The results were published in the Journal of the American College of Cardiology, in an article titled “Vascular Ehlers-Danlos Syndrome Long-Term Observational Study.”
vEDS is considered the most severe EDS disease subtype. Patients with vEDS can experience ruptures, such as colonic perforation (when the tissue of the colon tears) or arterial rupture (when the wall of an artery tears). The disease currently has no approved treatment options.
Acer Therapeutics is developing a potential therapy called Edsivo (celiprolol) for the treatment of vEDS. Celiprolol is used to treat hypertension (high blood pressure), and it is thought to be of benefit to vEDS patients by reducing blood pressure in vessels most prone to dissection and rupture, and by promoting normal collagen synthesis in blood vessels.
In 2015, the U.S. Food and Drug Administration (FDA) granted Edsivo orphan drug designation for the potential treatment of vEDS.
Now, researchers described the long-term outcomes of a cohort of 144 vEDS patients followed at the French National Referral Center for Rare Vascular Diseases in Paris, France, between 2000 and 2017. Median follow-up was 5.3 years. All patients had mutations in the COL3A1 gene (disease-causing mutations).
After an initial medical exam, patients received celiprolol (up to 400 mg/day or more) together with usual care.
At the study’s start, half the patients were not receiving regular treatment, and one-third were taking celiprolol. By the end of the study, the majority of the patients (90.3%) received celiprolol alone or in combination with other therapies.
Results showed that patients treated with celiprolol had better survival (80.7%) compared with non-treated patients (48.5% survival) after 11.1 years of follow-up. Furthermore, a dose-dependent effect on survival was observed — patients treated with a median dose of 400 mg/day had a significantly higher survival rate than those receiving 217 mg/day.

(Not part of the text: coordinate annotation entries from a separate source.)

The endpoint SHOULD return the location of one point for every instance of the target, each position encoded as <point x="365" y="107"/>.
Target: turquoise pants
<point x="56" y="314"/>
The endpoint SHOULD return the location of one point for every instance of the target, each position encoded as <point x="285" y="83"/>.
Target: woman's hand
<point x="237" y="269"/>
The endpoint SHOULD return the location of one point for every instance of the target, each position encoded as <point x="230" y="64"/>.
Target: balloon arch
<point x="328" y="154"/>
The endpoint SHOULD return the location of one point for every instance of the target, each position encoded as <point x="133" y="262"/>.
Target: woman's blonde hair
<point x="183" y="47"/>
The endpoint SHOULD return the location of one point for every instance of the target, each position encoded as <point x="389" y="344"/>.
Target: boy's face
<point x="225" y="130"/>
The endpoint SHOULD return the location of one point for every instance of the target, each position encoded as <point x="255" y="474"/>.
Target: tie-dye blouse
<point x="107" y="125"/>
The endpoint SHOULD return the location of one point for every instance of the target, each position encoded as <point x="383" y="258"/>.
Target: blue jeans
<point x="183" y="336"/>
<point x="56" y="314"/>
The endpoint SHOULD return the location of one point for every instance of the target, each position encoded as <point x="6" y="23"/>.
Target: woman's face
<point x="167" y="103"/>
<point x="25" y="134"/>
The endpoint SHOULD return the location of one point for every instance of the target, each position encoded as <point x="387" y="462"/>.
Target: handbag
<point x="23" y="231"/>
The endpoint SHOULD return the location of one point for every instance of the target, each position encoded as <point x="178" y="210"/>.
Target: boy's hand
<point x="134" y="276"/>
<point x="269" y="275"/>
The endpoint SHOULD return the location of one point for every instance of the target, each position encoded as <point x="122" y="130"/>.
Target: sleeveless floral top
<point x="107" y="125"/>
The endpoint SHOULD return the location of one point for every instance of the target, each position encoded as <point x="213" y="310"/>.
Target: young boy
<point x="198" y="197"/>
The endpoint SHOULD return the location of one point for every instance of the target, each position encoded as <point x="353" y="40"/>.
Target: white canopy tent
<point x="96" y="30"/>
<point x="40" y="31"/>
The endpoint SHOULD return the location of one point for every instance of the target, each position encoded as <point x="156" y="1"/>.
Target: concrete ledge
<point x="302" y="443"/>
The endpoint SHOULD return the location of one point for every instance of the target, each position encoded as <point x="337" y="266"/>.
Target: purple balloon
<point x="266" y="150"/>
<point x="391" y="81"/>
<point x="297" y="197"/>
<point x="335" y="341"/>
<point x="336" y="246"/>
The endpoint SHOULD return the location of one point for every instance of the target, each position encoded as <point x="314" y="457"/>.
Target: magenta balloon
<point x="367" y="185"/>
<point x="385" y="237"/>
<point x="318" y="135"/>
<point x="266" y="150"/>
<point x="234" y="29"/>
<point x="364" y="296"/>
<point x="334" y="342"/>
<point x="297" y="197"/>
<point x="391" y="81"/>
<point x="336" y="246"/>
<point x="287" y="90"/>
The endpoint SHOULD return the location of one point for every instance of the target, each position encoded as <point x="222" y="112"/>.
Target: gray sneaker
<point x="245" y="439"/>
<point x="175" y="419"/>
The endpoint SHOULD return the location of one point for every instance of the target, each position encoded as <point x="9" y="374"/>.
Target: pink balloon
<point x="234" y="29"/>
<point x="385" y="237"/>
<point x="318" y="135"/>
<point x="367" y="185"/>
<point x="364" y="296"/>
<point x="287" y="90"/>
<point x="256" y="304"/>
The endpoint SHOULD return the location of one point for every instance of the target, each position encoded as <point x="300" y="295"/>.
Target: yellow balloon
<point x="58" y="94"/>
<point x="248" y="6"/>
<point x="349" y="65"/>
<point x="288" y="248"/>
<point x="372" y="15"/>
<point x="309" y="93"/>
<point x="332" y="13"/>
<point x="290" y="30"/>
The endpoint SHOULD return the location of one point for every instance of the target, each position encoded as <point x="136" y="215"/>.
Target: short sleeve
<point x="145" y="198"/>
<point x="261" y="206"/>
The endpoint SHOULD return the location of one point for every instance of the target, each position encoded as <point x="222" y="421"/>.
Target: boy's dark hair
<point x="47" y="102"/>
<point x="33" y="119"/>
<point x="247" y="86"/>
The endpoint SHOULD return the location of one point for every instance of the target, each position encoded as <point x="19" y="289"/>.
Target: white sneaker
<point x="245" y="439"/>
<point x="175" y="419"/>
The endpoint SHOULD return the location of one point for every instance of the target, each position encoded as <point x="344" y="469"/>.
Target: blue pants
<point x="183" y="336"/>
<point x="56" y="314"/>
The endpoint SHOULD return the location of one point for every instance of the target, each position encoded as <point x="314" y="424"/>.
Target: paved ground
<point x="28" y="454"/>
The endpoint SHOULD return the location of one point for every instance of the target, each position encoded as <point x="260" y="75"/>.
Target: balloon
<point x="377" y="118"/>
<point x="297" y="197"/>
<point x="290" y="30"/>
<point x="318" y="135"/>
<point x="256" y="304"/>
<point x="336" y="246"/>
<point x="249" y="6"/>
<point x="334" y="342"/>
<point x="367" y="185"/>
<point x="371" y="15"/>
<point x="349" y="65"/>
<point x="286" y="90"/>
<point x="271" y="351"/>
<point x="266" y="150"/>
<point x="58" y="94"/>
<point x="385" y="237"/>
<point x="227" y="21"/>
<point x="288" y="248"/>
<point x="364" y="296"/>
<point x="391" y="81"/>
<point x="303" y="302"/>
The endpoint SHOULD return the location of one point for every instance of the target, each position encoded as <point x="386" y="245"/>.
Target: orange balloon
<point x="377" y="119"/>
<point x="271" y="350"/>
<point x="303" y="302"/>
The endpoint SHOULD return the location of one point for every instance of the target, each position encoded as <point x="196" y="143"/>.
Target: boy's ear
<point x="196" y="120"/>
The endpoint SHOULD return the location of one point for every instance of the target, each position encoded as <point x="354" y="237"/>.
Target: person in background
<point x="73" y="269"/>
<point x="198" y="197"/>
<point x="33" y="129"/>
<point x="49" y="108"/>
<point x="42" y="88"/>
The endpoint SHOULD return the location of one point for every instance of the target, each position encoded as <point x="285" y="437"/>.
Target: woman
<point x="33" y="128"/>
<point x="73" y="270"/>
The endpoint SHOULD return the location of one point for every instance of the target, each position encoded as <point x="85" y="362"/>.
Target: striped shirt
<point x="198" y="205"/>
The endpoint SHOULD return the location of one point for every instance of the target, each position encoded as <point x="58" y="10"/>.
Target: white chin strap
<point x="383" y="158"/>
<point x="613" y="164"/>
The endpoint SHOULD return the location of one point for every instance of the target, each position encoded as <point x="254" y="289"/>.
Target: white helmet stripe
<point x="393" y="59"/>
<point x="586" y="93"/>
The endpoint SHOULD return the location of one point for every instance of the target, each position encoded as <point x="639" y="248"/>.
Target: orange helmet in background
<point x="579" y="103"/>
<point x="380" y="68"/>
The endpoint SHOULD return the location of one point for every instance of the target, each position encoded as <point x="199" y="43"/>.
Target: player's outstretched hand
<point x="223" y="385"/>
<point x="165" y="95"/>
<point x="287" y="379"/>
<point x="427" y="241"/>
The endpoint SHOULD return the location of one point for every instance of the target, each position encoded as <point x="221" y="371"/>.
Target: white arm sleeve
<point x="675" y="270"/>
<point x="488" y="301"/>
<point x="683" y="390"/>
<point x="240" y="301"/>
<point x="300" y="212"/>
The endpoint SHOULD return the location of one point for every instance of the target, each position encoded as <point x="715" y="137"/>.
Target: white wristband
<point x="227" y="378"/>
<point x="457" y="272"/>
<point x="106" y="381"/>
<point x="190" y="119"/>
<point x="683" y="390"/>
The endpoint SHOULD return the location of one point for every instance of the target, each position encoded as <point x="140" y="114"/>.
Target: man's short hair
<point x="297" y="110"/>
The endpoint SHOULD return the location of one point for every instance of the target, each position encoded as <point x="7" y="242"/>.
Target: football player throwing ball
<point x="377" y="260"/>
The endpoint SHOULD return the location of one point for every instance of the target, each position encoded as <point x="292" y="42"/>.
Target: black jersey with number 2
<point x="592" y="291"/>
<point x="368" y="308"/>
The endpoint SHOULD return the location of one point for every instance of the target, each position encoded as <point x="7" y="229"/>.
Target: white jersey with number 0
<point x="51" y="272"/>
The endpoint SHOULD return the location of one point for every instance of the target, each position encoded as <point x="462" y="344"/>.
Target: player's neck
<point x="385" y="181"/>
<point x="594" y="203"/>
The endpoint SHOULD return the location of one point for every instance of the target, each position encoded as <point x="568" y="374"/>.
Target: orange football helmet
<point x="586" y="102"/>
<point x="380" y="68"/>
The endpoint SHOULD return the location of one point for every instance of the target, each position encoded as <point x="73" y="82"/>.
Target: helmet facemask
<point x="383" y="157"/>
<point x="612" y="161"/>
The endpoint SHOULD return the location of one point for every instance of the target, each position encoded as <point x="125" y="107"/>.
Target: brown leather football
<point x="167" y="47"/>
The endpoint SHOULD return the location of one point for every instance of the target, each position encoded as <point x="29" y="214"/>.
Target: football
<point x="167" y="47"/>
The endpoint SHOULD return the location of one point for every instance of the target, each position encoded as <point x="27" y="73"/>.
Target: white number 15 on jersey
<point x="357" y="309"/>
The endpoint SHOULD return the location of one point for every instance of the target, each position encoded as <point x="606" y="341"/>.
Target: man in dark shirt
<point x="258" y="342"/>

According to Michael Frank, MD, clinical investigator from the Paris group and first author of the study, “the higher overall survival in patients treated with celiprolol in this long-term study in COL3A1-positive vEDS patients appears to correlate with the significant event-free survival advantage that was reported” in previous studies, he said in a news release.
The researchers also found a lower hospitalization rate for arterial events during the time of the study in which most of the vEDS patients received celiprolol, suggesting that the treatment could reduce the incidence or severity of arterial complications.
No serious adverse effects associated with the therapy were reported. Regarding the treatment dose, 62.5% of the patients remained at the maximum tolerated dose throughout the follow-up, while 3.5% (five patients) reduced the dosage because of fatigue.
“We are pleased to see this publication from the vEDS clinical investigator group in Paris which provides patients and physicians with a greater understanding of this chronic disease, including data suggesting a positive impact of celiprolol, which has a unique pharmacological profile,” said William Andrews, MD, chief medical officer of Acer.
Acer is in the process of getting its therapeutic candidate Edsivo (celiprolol) approved by the U.S. Food and Drug Administration for the treatment of vEDS.